【Author】 Aloqaily, Moayad; Al Ridhawi, Ismaeel; Guizani, Mohsen
【Source】IEEE TRANSACTIONS ON INTELLIGENT TRANSPORTATION SYSTEMS
【Abstract】The aerial capabilities and flexibility in movement of Unmanned Aerial Vehicles (UAVs) has enabled them to adaptively provide both traditional and more contemporary services. In this article, we introduce a solution that integrates the capabilities of both UAVs and Unmanned Ground Vehicles (UGVs) to provide both intelligent connectivity and services to both aerial and ground connected devices. A cooperative solution is adopted that considers nodes' power and movement constraints. The UAV and UGV cooperative process ensures continuous power availability to UAVs to support seamless and continuous service availability to end-devices. A Federated Learning (FL) approach is adopted at the edge to ensure accurate and up-to-date service provisioning in accordance with the surrounding environment and network constraints. Moreover, Blockchain technology is used to decentralize the provisioning and control aspects, and ensure authenticity and integrity. Extensive simulations are conducted to test the soundness and applicability of the proposed solution. Results show significant improvement in terms of connectivity, service availability, and UAV energy enhancements when compared to traditional mobile and vehicular communication techniques.
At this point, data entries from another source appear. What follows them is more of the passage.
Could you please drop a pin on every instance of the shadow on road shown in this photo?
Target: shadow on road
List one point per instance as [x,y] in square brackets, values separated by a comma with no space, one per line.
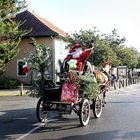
[14,122]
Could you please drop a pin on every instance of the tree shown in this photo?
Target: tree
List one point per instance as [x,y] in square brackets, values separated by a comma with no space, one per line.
[129,57]
[40,61]
[102,51]
[10,35]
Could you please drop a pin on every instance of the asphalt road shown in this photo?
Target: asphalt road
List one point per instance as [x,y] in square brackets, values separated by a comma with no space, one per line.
[120,120]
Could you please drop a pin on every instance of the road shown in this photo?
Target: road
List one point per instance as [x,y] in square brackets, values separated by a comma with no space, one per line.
[119,120]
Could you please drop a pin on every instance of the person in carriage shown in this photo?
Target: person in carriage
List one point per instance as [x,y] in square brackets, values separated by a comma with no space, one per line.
[73,65]
[76,58]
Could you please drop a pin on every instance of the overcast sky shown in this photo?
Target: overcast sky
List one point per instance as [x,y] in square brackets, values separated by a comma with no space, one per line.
[73,15]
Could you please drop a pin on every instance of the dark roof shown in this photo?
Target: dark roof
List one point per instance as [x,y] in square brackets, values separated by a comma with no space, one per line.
[39,26]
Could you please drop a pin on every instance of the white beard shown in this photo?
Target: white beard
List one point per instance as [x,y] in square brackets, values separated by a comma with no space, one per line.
[76,54]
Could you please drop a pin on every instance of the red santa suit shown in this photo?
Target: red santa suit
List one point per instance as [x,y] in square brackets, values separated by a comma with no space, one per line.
[79,56]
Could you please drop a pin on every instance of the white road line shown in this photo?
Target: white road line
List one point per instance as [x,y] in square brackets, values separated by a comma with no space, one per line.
[34,129]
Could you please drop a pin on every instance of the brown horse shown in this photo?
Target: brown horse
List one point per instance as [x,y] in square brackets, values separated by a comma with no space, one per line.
[103,77]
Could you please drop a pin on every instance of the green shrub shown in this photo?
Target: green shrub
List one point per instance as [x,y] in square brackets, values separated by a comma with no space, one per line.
[8,83]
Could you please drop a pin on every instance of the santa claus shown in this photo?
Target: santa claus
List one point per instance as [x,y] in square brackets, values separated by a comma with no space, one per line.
[76,58]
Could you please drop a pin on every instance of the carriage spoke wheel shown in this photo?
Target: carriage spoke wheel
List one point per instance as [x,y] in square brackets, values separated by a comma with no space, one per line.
[84,112]
[97,107]
[41,111]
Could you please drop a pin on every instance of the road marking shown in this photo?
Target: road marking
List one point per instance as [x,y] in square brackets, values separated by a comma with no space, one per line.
[34,129]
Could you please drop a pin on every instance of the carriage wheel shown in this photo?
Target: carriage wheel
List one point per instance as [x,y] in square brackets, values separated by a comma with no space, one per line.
[84,112]
[41,112]
[97,107]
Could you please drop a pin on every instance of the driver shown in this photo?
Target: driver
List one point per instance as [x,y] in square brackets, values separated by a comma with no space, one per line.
[76,58]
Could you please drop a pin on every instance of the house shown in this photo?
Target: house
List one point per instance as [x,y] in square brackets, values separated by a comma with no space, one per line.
[44,32]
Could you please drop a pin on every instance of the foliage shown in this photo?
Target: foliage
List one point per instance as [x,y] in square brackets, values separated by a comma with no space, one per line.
[8,83]
[40,61]
[10,34]
[129,57]
[84,37]
[107,47]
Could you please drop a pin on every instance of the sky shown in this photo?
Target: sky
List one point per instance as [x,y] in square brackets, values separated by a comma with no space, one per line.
[106,15]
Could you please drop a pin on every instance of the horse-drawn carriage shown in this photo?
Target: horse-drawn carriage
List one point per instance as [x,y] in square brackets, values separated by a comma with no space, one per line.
[51,102]
[66,97]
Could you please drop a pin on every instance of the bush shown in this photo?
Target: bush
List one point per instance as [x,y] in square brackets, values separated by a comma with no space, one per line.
[8,83]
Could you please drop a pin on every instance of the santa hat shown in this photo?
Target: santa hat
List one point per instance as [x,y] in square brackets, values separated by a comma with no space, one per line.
[107,62]
[25,69]
[75,47]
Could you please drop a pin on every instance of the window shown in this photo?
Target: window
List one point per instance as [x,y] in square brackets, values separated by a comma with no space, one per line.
[20,64]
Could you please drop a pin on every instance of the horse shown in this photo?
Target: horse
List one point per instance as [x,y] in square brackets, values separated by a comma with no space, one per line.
[103,78]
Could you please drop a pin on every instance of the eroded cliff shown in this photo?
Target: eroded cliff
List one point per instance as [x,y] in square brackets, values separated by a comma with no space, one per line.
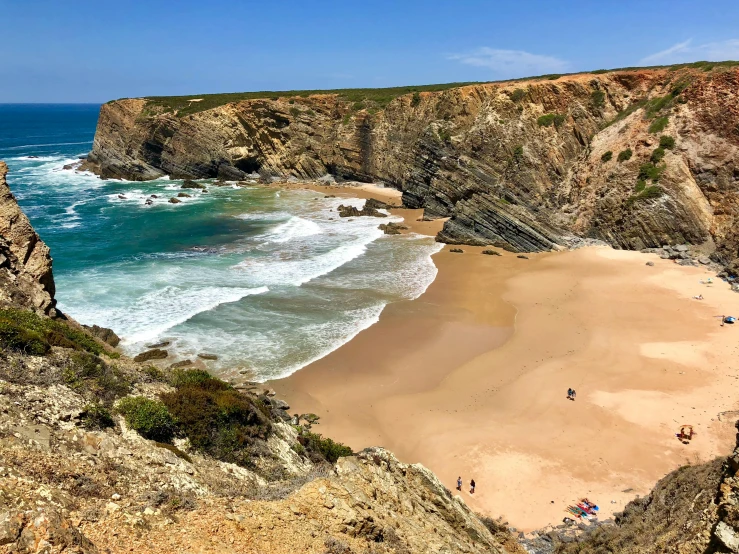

【Keywords】Task analysis; Performance evaluation; Blockchains; Virtualization; Unmanned aerial vehicles; Service level agreements; Servers; Unmanned aerial vehicle; unmanned ground vehicle; artificial intelligence; blockchain; federated learning
【标题】能源感知区块链和联邦学习支持的车载网络
【摘要】无人驾驶飞行器 (UAV) 的空中能力和移动灵活性使它们能够自适应地提供传统和更现代的服务。在本文中,我们介绍了一种集成无人机和无人地面车辆 (UGV) 功能的解决方案,可为空中和地面连接设备提供智能连接和服务。采用考虑节点功率和移动约束的协作解决方案。 UAV 和 UGV 协作流程确保 UAV 的持续电力可用性,以支持终端设备的无缝和持续服务可用性。在边缘采用联邦学习 (FL) 方法,以确保根据周围环境和网络限制提供准确和最新的服务。此外,区块链技术用于分散供应和控制方面,并确保真实性和完整性。进行了广泛的模拟以测试所提出解决方案的可靠性和适用性。结果表明,与传统的移动和车载通信技术相比,在连接性、服务可用性和无人机能量增强方面有显着改进。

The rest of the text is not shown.